Become a resource for your fans when it comes to social media, become their coach and their enabler to manifest their fandom while giving them an ‘excuse’ to post or create something on social media! This can take several forms:

  • Think like a teacher. Teachers have resources, they have lesson plans, and they create assignments and projects. Think about the spectrum of social media users among your fans — there are some who may have never posted before, some that want to become more of a master, and some that want opportunities to showcase their skills. Create the 101 content for the relative newbies and show them (with videos, with screenshots, with articles) how to do things like:

    • Post an Instagram story and use your team’s stickers
    • Subscribe to your YouTube channel
    • Create a great TikTok
    • Use the filters and effects on Instagram, Facebook, and Snapchat
    • Find your team GIFs when posting to Twitter and even when texting or messaging privately in iMessage and WhatsApp
    • How to use hashtags and why
    • How to use lists (and even help them follow your players with a List on Twitter, for example)
  • As noted, teachers also assign projects to give students an opportunity to practice the knowledge they learn. Teams can do the same! As you teach your fans, give them opportunities to put those skills to use! Create contests or sweepstakes that involve using your IG filter or GIF sticker, or to participate in a TikTok challenge, to post a photo or video of an in-game experience, and much more!

 

  • Give fans an excuse to post. Fans are eager and anxious to share content, but they often need a reason to do so. Once you educate, then empower and mobilize them! Brainstorm clever and unique UGC contests — as simple as submitting a pic of them at a game and advancing to best use of your filter, making a meme, or using your stickers. Or try to find your star students and talented fans by having them submit an edit of a photo or recreate a photo, play or trick.

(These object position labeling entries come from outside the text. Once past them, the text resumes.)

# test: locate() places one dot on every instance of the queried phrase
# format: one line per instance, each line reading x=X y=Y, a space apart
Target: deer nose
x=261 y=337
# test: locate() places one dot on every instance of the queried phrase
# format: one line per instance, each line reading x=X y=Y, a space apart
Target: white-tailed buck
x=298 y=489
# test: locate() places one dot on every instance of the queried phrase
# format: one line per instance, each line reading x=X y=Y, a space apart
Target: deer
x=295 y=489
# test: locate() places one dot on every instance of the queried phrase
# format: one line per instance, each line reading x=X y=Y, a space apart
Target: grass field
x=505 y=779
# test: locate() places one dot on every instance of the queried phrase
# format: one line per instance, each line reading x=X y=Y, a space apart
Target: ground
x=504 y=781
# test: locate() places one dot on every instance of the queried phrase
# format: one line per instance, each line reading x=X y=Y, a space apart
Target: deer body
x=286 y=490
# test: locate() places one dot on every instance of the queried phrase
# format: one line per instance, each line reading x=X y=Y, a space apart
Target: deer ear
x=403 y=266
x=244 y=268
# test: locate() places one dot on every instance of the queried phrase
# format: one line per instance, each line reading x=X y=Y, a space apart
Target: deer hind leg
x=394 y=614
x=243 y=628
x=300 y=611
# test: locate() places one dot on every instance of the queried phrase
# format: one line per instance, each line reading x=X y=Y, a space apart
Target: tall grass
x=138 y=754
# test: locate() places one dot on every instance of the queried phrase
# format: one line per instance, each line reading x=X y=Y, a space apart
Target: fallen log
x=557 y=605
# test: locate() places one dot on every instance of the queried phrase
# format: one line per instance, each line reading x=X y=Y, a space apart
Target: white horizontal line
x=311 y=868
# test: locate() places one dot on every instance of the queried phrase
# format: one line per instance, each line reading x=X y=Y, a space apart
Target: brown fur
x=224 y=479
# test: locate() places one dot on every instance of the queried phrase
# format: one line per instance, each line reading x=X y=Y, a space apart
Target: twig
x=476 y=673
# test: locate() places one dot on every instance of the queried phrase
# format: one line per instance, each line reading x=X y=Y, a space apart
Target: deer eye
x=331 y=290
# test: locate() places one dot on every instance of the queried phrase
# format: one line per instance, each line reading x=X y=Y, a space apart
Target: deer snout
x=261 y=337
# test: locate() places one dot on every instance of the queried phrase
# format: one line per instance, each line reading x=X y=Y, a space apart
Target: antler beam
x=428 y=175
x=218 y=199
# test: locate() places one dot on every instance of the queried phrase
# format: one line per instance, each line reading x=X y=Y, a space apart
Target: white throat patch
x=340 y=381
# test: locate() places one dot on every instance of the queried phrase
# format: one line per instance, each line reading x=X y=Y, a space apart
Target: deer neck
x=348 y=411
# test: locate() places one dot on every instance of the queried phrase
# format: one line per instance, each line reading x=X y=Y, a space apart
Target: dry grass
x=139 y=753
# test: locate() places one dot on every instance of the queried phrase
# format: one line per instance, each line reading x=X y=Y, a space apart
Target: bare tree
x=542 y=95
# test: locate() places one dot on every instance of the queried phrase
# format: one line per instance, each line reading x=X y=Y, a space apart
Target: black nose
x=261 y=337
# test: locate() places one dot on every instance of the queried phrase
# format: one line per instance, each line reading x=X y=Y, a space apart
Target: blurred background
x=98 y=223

  • Empower fans to connect. One of the most important parts of sports is community and shared experience. Without the live experience of a game or watch party, fans can be anxious to recreate that feeling of connection. Teams can create ways to help fans connect with each other while we all wait for games to come back.

      • Find the niche communities within your fans (gamers, families, diehards, X’s and O’s nuts, super fans of ‘x’ player, trivia buffs, fans from ‘x’ country, fans that also play the sport, etc.)
      • Create opportunities for shared experiences. That could be ‘watch parties’ online with classic games, a gaming or trivia tournament, a fan pen pal program, or many more fun ideas. When fans can virtually communicate, congregate, or even digitally ‘high-five,’ some sense of that community is created that will keep fans together during this time.
      • Create conversation among fans. Think like a barbershop and bring up those fun debates that fans can go back and forth on, whether related to the team or the sport. It’s clear that nostalgia has value here, too.

  • Help fans become storytellers. Your fans are full of personality and incredible stories of their experiences with the team. Leverage and activate those stories! Ask fans for their memorable player encounters, their first memories of going to a game, about the relationships they formed over the years via their fandom, their crazy traditions and trinkets, and much more. Then, don’t just retweet them, but enhance and activate them.

In this uneasy, uncertain time in which fans have little to connect to and to stoke the fires of their fandom, it is so important to embrace social media more than ever. The ones that play offense and seek to put their fans into position to succeed will come out of this better than ever. It can start today. It has to.